THE LINCOLN REVIEW
ECO PRINTING
We gather ferns,
fallen leaves, tendrils
of Spanish moss.
We place the plants
between sheets of water
color paper.
Stack the sandwiched
flowers inside a plastic
container, press them
down with planks
of wood and heavy rocks,
add tea, coffee, and ash
for good measure. We
discuss the nature of evil
in the world. Green
spiders float on this soup
we’ve made. Nothing
changes for the smaller
creatures. What corrupts
absolutely is our hunger
for control. Who will save
us under the weight
of our own sorrows?
It’s midday. All we can do
is wait for the paper
to tell us what stories
will make us cry or sing.
THE COTTON BALL QUEEN
In 1970, Havana, Cuba, my mother
took it upon herself to inject
B12 on the butt cheeks of as many
neighbors as brought her doses
and paid for her service.
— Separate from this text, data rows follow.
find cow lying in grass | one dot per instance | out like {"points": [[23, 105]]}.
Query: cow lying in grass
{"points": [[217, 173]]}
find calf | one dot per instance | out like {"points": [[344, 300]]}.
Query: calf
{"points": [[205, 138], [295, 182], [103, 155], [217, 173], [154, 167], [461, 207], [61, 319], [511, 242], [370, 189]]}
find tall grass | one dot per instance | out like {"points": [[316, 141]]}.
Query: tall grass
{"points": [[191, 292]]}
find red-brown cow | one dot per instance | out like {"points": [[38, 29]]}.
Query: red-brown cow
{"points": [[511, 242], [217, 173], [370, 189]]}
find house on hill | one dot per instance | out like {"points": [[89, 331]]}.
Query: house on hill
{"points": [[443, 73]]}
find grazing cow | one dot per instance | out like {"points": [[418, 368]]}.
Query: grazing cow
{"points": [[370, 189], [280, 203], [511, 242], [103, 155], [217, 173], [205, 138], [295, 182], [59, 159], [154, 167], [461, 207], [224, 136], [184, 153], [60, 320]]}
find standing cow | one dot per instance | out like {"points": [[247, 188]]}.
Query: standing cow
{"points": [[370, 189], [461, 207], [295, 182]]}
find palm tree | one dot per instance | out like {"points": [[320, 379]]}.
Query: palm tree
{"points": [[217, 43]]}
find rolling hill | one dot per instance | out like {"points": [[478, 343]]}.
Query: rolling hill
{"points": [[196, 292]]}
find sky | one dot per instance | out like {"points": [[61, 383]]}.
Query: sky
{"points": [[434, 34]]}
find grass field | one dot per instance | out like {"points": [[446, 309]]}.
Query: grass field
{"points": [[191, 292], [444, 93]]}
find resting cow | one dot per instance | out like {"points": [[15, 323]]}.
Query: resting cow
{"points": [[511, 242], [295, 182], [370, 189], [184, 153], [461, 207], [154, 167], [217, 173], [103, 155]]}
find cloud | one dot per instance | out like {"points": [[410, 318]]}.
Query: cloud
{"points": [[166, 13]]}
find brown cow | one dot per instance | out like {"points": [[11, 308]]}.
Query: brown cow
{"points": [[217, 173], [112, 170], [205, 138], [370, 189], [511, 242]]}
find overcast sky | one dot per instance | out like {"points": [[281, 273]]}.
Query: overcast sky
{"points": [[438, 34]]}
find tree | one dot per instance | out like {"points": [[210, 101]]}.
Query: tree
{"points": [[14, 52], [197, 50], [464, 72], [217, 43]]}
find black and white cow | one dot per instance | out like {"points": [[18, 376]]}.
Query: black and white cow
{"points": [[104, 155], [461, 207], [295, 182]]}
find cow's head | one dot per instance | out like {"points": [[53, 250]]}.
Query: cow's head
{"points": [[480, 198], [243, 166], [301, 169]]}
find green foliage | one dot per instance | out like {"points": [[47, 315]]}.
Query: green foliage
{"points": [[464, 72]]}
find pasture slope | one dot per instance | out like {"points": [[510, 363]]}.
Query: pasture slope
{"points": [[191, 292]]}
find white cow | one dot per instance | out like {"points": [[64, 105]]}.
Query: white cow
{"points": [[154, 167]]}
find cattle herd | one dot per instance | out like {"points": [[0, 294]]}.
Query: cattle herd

My mother
wanted to be a nurse but was not
a nurse, but the house filled with women
waiting for their shots and I, at eight,
watched them lower one side of their
pants or shorts or pull up a dress
to expose their flesh to the needle.
The needle disappeared into the flesh.
My mother swabbed their skin
with a cotton ball drenched in alcohol
after each shot and threw it in a bucket
by the kitchen door. When she was
not looking I reached for a handful
and went outside to look at how
the blood darkened. I wrapped my
toy soldiers in the used cotton.
They were wounded. Cuba
was sending military personnel
to Viet Nam. My mother shot up
more people, “patients,” as she called
them. When my father came home
there was no trace of anyone ever
been over. My mother expected
me to keep her secrets. On the mud
fort I had built in the patio all my
soldiers lay wounded, bloodied
and dying. At night I dreamt
of the house filling with mother’s
pillow cases full of cotton balls.
In the United States, my mother
worked in a factory, sewing zippers
at 10 cents a piece. 25 years.
She never looked up from her machine.
Her fingers became arthritic . . .
Every time I cut myself shaving, I reach
for a cotton ball to soak up the blood.
Blood is a cardinal taking flight
against the darkening of the sky.
Virgil Suárez was born in Havana, Cuba in 1962 and is the author of four novels, a collection of stories, two memoirs, and ten poetry collections. At the age of twelve he arrived in the United States. He received an MFA from Louisiana State University in 1987. His work has appeared in a multitude of magazines and journals internationally. He has been taking photographs on the road for the last three decades. When he is not writing, he is out riding his motorcycle up and down the Blue Highways of the Southeast, photographing disappearing urban and rural landscapes. His tenth volume of poetry, The Painted Bunting’s Last Molt, was published by the University of Pittsburgh Press in the Spring of 2020.